Michael Rother-'Chronicles Vol. 1'(Purple Pyramid/Cleopatra)
Mike Reed | USA | 12/10/2003
(3 out of 5 stars)

"'Chronicles 1' is the first disc that I've ever heard from Michael Rother,who was one-time(make that short time)guitarist for Kraftwerk and then later was a key player in Neu! and Harmonia(see my reviews of all three of those band's CD reissues).'Chronicles Volume 1' features twelve tracks of some of Rother's prime material between 1977-93.The thirteen-minute "Tiefenscharfe" is nearly worth the price of admission alone.A couple of other standouts here were the snazzy electronic "Pulsar" and the acoustic "Flammenda Herzen" which I thought I heard some Floyd-like guitar.Not so much as krautrock here,as it's more like obscure in-depth thought-provoking guitar work.Believe that Rother STILL records and tours regularly to this day.Some of his music is a bit out-there,but very decent."

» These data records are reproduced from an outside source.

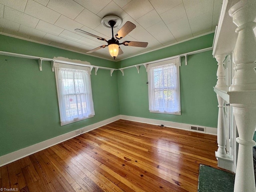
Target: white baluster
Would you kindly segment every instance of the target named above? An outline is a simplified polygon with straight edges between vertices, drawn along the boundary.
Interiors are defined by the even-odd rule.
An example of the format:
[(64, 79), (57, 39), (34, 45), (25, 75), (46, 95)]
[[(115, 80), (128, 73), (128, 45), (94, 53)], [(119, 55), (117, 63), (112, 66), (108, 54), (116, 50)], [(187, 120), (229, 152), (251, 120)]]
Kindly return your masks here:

Well...it's not "Radio", for one thing...
DAC Crowell | 08/11/2003
(3 out of 5 stars)

"This is one of two compilation/overviews of Michael Rother's work. And while it deals with his tracks in their 'proper' lengths, it doesn't have the comprehensive sweep that the previous "Radio" has. That album being annoyingly out of print, however, this is what you get. Personally, I think this doesn't quite show off Rother's minimalist, streamlined, yet cheery style as well as perhaps some of the full solo albums does. Natch, it's a Cleopatra release...a label that might have some good taste every once in a while, but which chronically gets things like this wrong. Which is even more bothersome in that this compilation is intended as an 'intro' to American audiences that haven't discovered Rother's work from his imports.If you can turn up a copy of "Radio", grab that instead. While the tracks on there are nearly all edits, they're edits done by Rother and retain the overall compositional concept he had in mind for these works. And "Radio" gets deeper into each album and phase of his work than this does. Better still would be to just grab the individual solo albums in of themselves; you never go wrong with Rother's style of Krautrock, which is melodic, bright, often cheery but also sometimes quietly introspective in just the right proportion to keep things broken up for the listener. Any of them would be an improvement over this, which kind of leaves me feeling sort of shortchanged as a Rother aficionado."